34. La doctrina precisa que solamente puede hacerse tal delimitación en los tipos dolosos. Así, define como autor de delito doloso a “[a] aquel que mediante una conducción consciente de fin, del acontecer causal en dirección del resultado típico, es señor sobre la realización del tipo”[8]. Es decir, el autor puede manipular sobre el resultado del hecho y puede desistirse inclusive.

En tanto que el partícipe está supeditado a la actuación del autor, pues su intervención solamente se produce siempre que el autor, por lo menos, arriba al grado de tentativa, sin el cual no hay complicidad ni instigación. Consecuentemente, el partícipe no tiene dominio del hecho.

35. Así, es autor quien tiene el poder para manipular el resultado del hecho, cuya contribución, aun siendo distinta, es considerada como un todo, y el resultado total le es atribuible independientemente de la entidad material de su intervención; y es partícipe aquel cuya intervención está condicionada al resultado obtenido por el autor o aquel cuyo accionar no contribuye decididamente a la ejecución del delito, sino que su intervención se limita a coadyudar en su ejecución.

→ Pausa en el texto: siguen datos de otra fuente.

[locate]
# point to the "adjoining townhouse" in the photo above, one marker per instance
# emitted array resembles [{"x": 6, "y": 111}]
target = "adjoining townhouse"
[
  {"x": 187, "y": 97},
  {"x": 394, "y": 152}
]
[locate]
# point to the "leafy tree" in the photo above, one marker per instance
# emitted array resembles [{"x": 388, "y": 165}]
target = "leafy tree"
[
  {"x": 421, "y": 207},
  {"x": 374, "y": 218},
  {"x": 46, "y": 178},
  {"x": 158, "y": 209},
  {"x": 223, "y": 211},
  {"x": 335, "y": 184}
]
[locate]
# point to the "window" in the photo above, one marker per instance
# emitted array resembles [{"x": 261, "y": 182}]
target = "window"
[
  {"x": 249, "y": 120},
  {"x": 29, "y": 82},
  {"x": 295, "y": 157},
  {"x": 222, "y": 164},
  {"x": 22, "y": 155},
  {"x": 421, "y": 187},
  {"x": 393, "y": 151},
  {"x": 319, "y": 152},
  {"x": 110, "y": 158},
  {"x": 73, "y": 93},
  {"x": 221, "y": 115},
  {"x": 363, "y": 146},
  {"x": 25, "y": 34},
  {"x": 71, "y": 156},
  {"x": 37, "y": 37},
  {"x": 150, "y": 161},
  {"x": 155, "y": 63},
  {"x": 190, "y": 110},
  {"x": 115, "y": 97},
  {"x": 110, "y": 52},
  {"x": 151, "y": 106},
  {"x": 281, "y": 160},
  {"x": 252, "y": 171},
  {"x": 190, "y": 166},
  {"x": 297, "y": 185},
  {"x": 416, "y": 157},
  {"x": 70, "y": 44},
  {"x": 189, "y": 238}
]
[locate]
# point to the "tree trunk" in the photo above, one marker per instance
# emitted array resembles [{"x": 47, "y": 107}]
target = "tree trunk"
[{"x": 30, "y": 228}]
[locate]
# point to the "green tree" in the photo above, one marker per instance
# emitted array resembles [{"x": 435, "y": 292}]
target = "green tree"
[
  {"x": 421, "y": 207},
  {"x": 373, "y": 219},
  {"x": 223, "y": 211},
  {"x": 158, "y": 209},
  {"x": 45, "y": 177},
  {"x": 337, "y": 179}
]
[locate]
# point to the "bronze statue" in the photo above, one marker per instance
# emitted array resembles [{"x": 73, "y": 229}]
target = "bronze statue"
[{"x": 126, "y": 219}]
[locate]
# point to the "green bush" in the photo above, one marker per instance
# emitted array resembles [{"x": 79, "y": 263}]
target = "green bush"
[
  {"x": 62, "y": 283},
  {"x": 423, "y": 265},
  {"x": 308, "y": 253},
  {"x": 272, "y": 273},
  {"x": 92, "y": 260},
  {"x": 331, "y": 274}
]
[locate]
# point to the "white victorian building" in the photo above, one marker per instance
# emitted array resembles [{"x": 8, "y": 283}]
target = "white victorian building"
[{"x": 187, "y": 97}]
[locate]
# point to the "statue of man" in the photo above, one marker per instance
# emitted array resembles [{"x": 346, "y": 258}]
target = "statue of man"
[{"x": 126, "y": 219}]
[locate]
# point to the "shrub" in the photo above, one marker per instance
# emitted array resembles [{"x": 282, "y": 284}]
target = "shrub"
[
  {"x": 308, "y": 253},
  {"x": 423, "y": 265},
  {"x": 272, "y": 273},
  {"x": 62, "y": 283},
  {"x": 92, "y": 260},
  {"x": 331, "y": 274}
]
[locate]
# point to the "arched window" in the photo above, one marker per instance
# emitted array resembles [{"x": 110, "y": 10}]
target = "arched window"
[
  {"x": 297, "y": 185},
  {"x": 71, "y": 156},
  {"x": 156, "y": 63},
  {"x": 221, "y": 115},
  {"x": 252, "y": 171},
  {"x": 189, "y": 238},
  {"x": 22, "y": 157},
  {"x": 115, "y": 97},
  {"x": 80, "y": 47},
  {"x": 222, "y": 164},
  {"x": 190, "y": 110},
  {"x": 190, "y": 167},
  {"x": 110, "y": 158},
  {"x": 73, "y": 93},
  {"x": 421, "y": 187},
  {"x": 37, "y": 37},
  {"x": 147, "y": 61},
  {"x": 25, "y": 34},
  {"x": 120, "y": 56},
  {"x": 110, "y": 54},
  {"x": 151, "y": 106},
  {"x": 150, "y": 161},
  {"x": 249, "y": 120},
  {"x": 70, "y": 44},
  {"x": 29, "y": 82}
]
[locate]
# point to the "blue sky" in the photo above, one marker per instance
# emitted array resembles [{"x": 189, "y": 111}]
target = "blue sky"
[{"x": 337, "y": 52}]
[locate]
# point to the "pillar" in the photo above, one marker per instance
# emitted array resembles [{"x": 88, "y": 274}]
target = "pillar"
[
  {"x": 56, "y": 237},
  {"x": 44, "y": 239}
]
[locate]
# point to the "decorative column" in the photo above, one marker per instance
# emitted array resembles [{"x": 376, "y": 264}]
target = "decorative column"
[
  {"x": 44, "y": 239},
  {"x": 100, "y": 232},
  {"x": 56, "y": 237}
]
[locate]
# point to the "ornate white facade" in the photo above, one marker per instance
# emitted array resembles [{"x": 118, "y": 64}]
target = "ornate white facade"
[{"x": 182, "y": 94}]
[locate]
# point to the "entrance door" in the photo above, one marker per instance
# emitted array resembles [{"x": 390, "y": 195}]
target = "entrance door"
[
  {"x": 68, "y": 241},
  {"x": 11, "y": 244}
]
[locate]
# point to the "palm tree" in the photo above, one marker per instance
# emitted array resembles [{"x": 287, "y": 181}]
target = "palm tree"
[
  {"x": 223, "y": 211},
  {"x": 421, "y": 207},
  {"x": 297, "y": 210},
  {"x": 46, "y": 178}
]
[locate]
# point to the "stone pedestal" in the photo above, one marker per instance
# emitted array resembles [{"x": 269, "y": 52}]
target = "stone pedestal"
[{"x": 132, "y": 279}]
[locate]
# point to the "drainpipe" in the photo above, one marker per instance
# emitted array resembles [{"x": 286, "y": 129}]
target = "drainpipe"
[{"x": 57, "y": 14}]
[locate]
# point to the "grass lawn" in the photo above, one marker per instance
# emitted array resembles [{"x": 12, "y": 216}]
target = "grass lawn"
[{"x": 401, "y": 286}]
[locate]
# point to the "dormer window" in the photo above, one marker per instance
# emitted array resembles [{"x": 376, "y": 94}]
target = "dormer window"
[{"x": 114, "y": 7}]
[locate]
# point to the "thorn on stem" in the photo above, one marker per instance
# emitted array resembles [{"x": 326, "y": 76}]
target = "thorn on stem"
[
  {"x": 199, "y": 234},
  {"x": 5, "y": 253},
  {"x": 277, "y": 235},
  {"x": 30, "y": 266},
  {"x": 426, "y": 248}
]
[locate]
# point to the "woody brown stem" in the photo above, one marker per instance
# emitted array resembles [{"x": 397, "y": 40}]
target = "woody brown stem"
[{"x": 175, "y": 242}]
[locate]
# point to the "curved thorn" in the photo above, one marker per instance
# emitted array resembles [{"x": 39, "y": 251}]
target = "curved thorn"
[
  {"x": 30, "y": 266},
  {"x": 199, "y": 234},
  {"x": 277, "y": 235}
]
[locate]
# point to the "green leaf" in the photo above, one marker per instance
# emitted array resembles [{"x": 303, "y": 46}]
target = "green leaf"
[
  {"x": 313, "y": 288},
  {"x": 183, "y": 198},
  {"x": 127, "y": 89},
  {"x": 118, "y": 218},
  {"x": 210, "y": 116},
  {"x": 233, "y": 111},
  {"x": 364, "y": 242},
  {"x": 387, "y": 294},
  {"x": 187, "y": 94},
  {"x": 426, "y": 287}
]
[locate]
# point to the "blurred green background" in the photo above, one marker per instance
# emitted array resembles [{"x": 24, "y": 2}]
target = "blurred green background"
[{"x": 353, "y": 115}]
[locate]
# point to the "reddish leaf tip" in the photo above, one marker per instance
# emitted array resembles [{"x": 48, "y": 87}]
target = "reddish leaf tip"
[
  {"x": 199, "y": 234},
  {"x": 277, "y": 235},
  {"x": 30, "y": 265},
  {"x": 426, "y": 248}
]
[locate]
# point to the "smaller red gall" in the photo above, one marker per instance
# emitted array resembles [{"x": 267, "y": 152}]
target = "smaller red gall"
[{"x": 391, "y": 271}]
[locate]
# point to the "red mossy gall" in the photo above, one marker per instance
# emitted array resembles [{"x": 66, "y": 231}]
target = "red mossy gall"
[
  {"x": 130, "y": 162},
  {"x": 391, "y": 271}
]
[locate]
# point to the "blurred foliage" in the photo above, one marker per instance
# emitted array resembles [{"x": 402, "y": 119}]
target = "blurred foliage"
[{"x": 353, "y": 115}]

36. Ahora bien, cuando el ilícito penal es cometido por una persona que, cual instrumento, actúa dentro de un aparato de poder organizado, que, como parte de su estrategia general, comete delitos o representa solo un ejemplo de un conjunto de conductas ilícitas similares, estamos frente a la existencia de un patrón de violaciones, lo que convierte a tal agrupación en una organización destinada a cometer delitos. Estamos, entonces, frente a un ilícito contra la paz pública previsto y sancionado en el artículo 317.º de la ley penal material.

A mayor abundamiento, dicho tipo penal está referido a una agrupación de personas organizadas con el objeto de cometer varios delitos, y que han hecho del delito un modo de vida.